Cousins grabbed property by declaring him dead, now he has to prove he is alive

GN Bureau | February 3, 2012



A 32-year-old man quit the job of a cook with film actor Nana Patekar in Mumbai and is on dharna at Jantar Mantar here since January 9 to prove that he is alive, sitting with a placard in Hindi which reads: "Main zinda hun." His struggle is to retrieve his 12.1 acres of land in Chittoni village in Varanasi district that was usurped by his cousins declaring him as dead.

Santosh Singh says he has written to the president, the prime minister, the UP chief minister, Varanasi district collector and the National Human Rights Commission about the false records but got no relief. He wanted to more the High court but had no money to hire an advocate.

He has permission from police to stage dharna at Jantar Mantar, the protest venue near the parliament house, for only eight hours, though he spends whole of the day on the footpath there with only a blanket to protect from the bitter cold and free cups of tea from the street vendors, except when he goes to a nearby Gurdwara to have a free meal in the langar.
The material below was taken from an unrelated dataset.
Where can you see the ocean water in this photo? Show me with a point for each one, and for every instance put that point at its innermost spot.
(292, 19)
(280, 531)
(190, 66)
CASTE VICTIM: Santosh claims he was out-casted for falling in love and marrying a dalit girl in Mumbai in 2003 and as it happens in such cases in Uttar Pradesh, the villagers refused to recognise him after cousins got his name removed from the land records as "dead" to grab his property.

He does not want Nana Patekar to get involved in his case as he says the actor has already helped him a lot. It was back in 2000 that Nana went to his village to shoot the film 'Aanch,' when the unemployed Santosh approached him for a job. Nana took him as a cook in his house.

Santosh says his cousins keep threatening him to kill with the police help to make him really "dead," and recalls how they used the police contacts to get him locked in Virar Jail at Nala Supara in Mumbai for two days and tortured by a sub-inspector. "I can never forget that inspector who beat me so badly. He even branded my hands with a hot iron and warned me of dire consequences if I continued to protest."